Mi marido y yo nos íbamos a mudar a Nueva York para trabajar en un hogar misionero del Lower East Side. Necesitaba ese cambio de aires. Dan se había trasladado directamente al departamento de sus padres en Manhattan, pero yo había pasado por Boston para llevar a casa de sus padres a un niño que habíamos estado cuidando. Durante el largo viaje en bus me acurruqué junto a la ventanilla y lloré.

Mi médico estaba convencido de que mi último embarazo había sido lo que denominan un embarazo psicológico, es decir, que todos los síntomas habían sido producto de mi imaginación. Aquello había sido humillante para mí, como echarle sal a la herida. No me cabía duda de que había estado encinta.
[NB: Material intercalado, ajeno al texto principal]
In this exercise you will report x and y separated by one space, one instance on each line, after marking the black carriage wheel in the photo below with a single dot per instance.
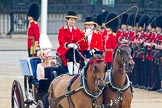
40 104
17 99
45 101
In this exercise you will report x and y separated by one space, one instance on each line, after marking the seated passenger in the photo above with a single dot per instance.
46 62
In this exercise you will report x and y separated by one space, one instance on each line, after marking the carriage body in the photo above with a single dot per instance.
36 92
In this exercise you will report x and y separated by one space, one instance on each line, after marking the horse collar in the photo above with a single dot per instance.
83 83
116 87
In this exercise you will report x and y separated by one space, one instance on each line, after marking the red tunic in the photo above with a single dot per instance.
110 43
64 37
33 33
96 42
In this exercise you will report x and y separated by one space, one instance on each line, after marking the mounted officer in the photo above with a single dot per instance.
33 31
68 38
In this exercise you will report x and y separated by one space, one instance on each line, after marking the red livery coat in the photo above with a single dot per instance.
96 42
33 33
66 37
110 43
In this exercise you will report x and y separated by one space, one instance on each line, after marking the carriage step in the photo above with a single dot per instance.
29 102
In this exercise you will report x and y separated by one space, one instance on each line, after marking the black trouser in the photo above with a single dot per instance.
31 55
108 65
70 56
138 75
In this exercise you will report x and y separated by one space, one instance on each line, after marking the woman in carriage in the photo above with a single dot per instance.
92 43
69 38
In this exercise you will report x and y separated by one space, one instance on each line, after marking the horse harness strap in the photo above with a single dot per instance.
69 92
119 90
116 101
116 87
83 84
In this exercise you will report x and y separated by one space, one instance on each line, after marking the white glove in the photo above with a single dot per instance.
75 46
93 51
71 45
88 32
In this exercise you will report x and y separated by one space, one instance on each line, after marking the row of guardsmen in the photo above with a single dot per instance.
142 32
145 36
101 38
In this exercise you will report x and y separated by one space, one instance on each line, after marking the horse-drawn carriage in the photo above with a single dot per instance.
92 88
35 91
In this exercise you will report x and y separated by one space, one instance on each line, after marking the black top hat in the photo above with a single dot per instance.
113 24
131 21
101 18
143 21
137 20
71 14
124 18
34 11
152 24
158 22
89 20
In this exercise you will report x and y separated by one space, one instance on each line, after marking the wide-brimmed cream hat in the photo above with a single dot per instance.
89 20
71 14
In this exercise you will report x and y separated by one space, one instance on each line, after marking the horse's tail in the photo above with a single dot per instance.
51 95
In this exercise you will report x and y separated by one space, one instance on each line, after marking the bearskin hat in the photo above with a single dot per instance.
130 20
113 24
34 11
101 18
153 25
90 20
143 21
158 22
124 18
71 14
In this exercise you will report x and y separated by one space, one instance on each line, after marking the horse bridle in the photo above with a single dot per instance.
125 60
93 63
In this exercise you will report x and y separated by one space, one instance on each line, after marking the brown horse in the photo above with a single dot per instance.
85 91
118 90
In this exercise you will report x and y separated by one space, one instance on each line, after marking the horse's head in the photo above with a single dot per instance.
98 69
124 56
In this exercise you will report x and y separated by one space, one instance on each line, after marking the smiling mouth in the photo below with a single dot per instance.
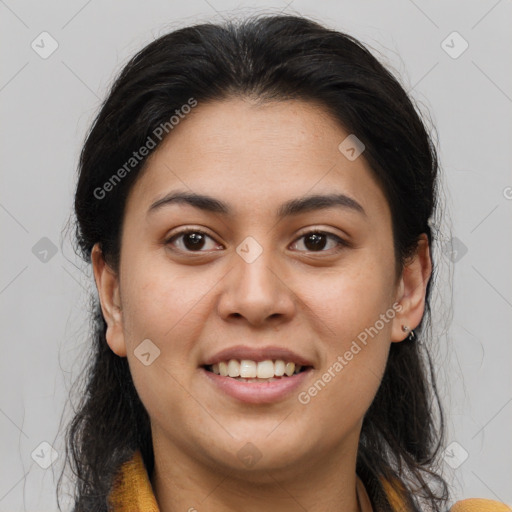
256 372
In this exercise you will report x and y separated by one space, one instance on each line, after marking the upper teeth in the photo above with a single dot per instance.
251 369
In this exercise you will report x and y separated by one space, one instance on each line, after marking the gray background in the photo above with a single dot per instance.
48 104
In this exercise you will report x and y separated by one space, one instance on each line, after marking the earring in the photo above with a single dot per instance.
412 334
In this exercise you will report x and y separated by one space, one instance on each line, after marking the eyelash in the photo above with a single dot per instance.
340 243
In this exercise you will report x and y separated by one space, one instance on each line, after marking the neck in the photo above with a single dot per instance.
322 482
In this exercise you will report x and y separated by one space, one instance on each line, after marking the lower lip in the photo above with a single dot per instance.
254 392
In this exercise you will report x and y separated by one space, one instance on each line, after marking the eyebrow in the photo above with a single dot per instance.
287 209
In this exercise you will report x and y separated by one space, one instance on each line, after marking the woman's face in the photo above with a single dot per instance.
257 281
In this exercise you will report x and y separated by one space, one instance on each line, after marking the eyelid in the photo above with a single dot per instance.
340 241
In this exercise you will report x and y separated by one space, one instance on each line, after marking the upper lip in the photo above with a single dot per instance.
240 352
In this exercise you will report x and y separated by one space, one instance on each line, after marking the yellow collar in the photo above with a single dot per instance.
132 492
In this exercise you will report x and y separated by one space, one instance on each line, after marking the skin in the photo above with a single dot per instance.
315 302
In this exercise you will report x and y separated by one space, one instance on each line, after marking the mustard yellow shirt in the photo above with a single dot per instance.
132 492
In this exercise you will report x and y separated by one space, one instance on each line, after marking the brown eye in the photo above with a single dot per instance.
316 241
192 240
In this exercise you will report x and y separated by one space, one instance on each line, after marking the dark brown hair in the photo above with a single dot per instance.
268 58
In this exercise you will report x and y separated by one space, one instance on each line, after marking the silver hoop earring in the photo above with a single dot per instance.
412 334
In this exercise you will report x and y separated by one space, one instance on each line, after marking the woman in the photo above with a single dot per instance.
255 200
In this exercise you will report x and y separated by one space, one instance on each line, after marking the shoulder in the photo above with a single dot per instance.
480 505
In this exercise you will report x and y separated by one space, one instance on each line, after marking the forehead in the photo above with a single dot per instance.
256 155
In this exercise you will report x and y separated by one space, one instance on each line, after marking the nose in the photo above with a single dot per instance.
257 291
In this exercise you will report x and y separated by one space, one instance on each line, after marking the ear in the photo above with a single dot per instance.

A esas alturas ni siquiera estaba segura de lo que quería. Mientras me acomodaba en el bus me asaltó una incertidumbre sobre todo lo que había creído y predicado a los demás. ¿Qué hacía yo tratando de realizar una obra misionera? ¿Cómo podía decirles a los demás que confiaran en Dios cuando mi propia fe estaba en crisis? Mi vida era como un trompo fuera de control.

Al cabo de lo que me pareció una eternidad, llegamos a la terminal de buses de Nueva York. Ya había estado en la ciudad otras veces de visita en casa de los padres de Dan, pero siempre me había sentido agobiada. La metrópoli era demasiado grande, demasiado impersonal, tenía demasiado ajetreo. Me puse a caminar como una turista hipnotizada por los rascacielos; pero en realidad no eran los rascacielos los que me hacían alzar la vista: buscaba más bien un retazo de cielo azul.

Encontré un teléfono público y marqué el número de mis suegros. Ansiaba oír la voz de Dan. Aunque varios teléfonos descompuestos se tragaron parte del escaso dinero que tenía, no me preocupé. Dan no tardaría en pasar a buscarme.

Finalmente encontré un teléfono que funcionaba y logré marcar el número. Pero nadie contestó. Me tomé un café y volví a llamar con la misma mala suerte.

Salí a la calle y me puse junto a un paradero de taxis. Noté que estaba oscureciendo. Las lágrimas que me brotaban nuevamente de los ojos me hacían ver borrosas las luces de la ciudad.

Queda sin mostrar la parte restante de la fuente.